The word policy to configure for the guardrail.

  • wordsConfig (list) --

    A list of words to configure for the guardrail.

    • (dict) --

      A word to configure for the guardrail.

      • text (string) -- [REQUIRED]

        Text of the word configured for the guardrail to block.

  • managedWordListsConfig (list) --

    A list of managed words to configure for the guardrail.

    • (dict) --

      The managed word list to configure for the guardrail.

      • type (string) -- [REQUIRED]

        The managed word type to configure for the guardrail.

type sensitiveInformationPolicyConfig:

dict

param sensitiveInformationPolicyConfig:

The sensitive information policy to configure for the guardrail.

  • piiEntitiesConfig (list) --

    A list of PII entities to configure to the guardrail.

    • (dict) --

      The PII entity to configure for the guardrail.

      • type (string) -- [REQUIRED]

        Configure guardrail type when the PII entity is detected.

      • action (string) -- [REQUIRED]

        Configure guardrail action when the PII entity is detected.
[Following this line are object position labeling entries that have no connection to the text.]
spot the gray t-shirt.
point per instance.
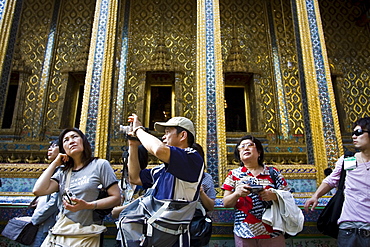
(84, 184)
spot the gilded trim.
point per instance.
(106, 82)
(5, 27)
(201, 120)
(220, 97)
(89, 69)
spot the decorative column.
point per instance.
(323, 117)
(97, 93)
(210, 88)
(7, 10)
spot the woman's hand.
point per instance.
(267, 195)
(78, 204)
(134, 119)
(242, 190)
(60, 160)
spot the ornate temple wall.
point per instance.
(304, 66)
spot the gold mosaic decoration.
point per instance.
(171, 24)
(348, 49)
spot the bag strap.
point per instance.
(272, 174)
(342, 178)
(68, 179)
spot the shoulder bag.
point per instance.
(200, 227)
(65, 232)
(21, 230)
(327, 223)
(148, 221)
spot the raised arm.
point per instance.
(154, 146)
(133, 162)
(45, 185)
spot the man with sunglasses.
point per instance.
(354, 221)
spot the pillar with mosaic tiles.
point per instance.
(323, 118)
(97, 94)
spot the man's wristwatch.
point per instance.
(136, 129)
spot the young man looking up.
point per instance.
(354, 221)
(180, 173)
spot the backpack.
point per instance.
(151, 222)
(274, 178)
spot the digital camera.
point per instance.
(255, 188)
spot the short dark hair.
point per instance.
(54, 142)
(190, 135)
(363, 122)
(258, 146)
(86, 154)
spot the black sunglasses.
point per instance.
(359, 132)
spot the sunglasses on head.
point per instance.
(359, 132)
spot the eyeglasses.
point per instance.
(246, 145)
(359, 132)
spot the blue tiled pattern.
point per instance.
(327, 120)
(122, 71)
(92, 114)
(7, 64)
(17, 184)
(302, 185)
(44, 78)
(281, 102)
(212, 150)
(306, 115)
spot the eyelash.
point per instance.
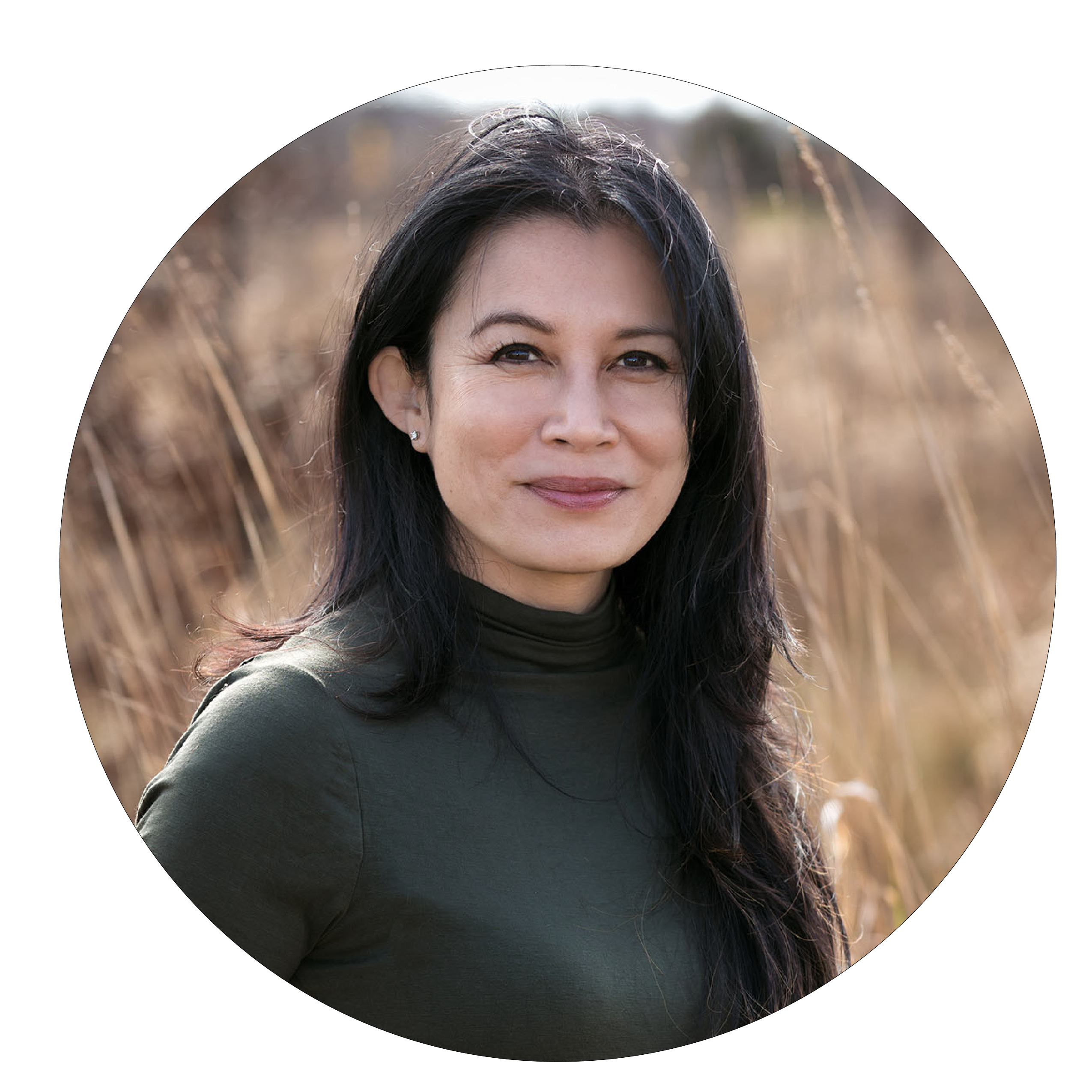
(498, 355)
  • regexesConfig (list) --

    A list of regular expressions to configure to the guardrail.

    • (dict) --

      The regular expression to configure for the guardrail.

      • name (string) -- [REQUIRED]

        The name of the regular expression to configure for the guardrail.

      • description (string) --

        The description of the regular expression to configure for the guardrail.

      • pattern (string) -- [REQUIRED]

        The regular expression pattern to configure for the guardrail.

      • action (string) -- [REQUIRED]

        The guardrail action to configure when matching regular expression is detected.

type blockedInputMessaging:

string

param blockedInputMessaging:

[REQUIRED]

The message to return when the guardrail blocks a prompt.

type blockedOutputsMessaging:

string

param blockedOutputsMessaging:

[REQUIRED]

The message to return when the guardrail blocks a model response.

type kmsKeyId:

string

param kmsKeyId:

The ARN of the KMS key with which to encrypt the guardrail.

rtype:

dict

returns:

Response Syntax

{
    'guardrailId': 'string',
    'guardrailArn': 'string',
    'version': 'string',
    'updatedAt': datetime(2015, 1, 1)
}

Response Structure

  • (dict) --

    • guardrailId (string) --

      The unique identifier of the guardrail

    • guardrailArn (string) --

      The ARN of the guardrail that was created.

    • version (string) --

      The version of the guardrail.

    • updatedAt (datetime) --

      The date and time at which the guardrail was updated.